Philiberts stijl is gebaseerd op een uitgekiende balans tussen de vrijheid en spontaneïteit van zijn ‘acteurs’, en zijn zorgvuldige controle van kadrering, perspectief en beweging. De statische framings en long shots die de personages in hun omgeving situeren, doen zelfs denken aan Jacques Tati en soms loert ook diens specifieke humor om de hoek – zoals in een shot van kleurrijke paraplu’s op de kantoorvloer of scènes met personages die op een ietwat onhandige manier allerhande machines en elektrische toestellen bedienen.
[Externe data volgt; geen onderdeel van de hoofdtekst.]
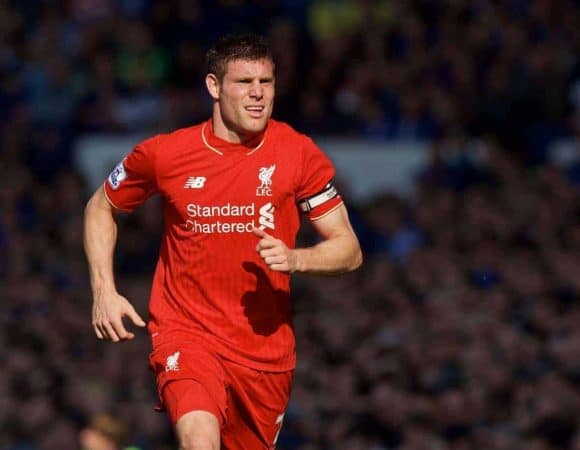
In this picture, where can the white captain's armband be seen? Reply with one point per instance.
(327, 193)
Zijn oog voor het hectische leven in de ‘Louvrestad’ combineert Philibert steeds met een grote aandacht voor harmonische composities. Mede door toedoen van de kunstwerken op de achtergrond worden banale handelingen soms getransformeerd tot een grootse rituele performance.

Zoals in narratieve fictiefilms waarin kunstwerken een belangrijke rol spelen in de plot of de mise-en-scène, wordt er in La Ville Louvre veel aandacht geschonken aan de relatie tussen de kunstwerken en hun beschouwers – in dit geval niet de gebruikelijke museumbezoekers, maar het personeel. Net zoals Thomas Struth in zijn beroemde fotoreeks van museuminterieurs, benadrukt Philibert de (niet intentionele) interactie tussen de personages op een schilderij en de ‘echte’ mensen in het museum. [31] Het museumpersoneel wordt onderdeel van een processie van hovelingen op een classicistisch schilderij. Een stofzuigende man in een blauw sportpak treedt op als nederige aanbidder van de Maagd Maria die, op het schilderij op de achtergrond, een mantel in hetzelfde soort blauw draagt. Terwijl Struth echter focust op de visuele interactie tussen schilderijen en hun beschouwers, die vaak in een pose van absorptie of contemplatie worden weergegeven, legt Philibert de nadruk op de fysieke manipulatie van de kunstwerken, die worden gedraaid, verschoven of opgepoetst. Deze situaties resoneren onmiskenbaar met scènes uit speelfilms waarin kunstwerken niet alleen worden bekeken, maar ook vaak worden betast, gekust, gestolen of vernietigd. Ook in La Ville Louvre worden de kunstwerken onderdeel van een minidrama waarbij ze worden gemanipuleerd of het onderwerp vormen van een intrigerend spel van blikken. Dit thema werd al in vroegere documentaires over het Louvre aangekaart. Het door Lucy Jarvis geproduceerde Louvre: A Golden Prison (John Sughrue Jr., 1964), waarin Charles Boyer als gids de geschiedenis van het gebouw en de instelling toelicht, bevat bijvoorbeeld een lange sequentie waarin de aandacht niet zozeer naar de kunstwerken gaat, maar naar de bezoekers die ze bekijken.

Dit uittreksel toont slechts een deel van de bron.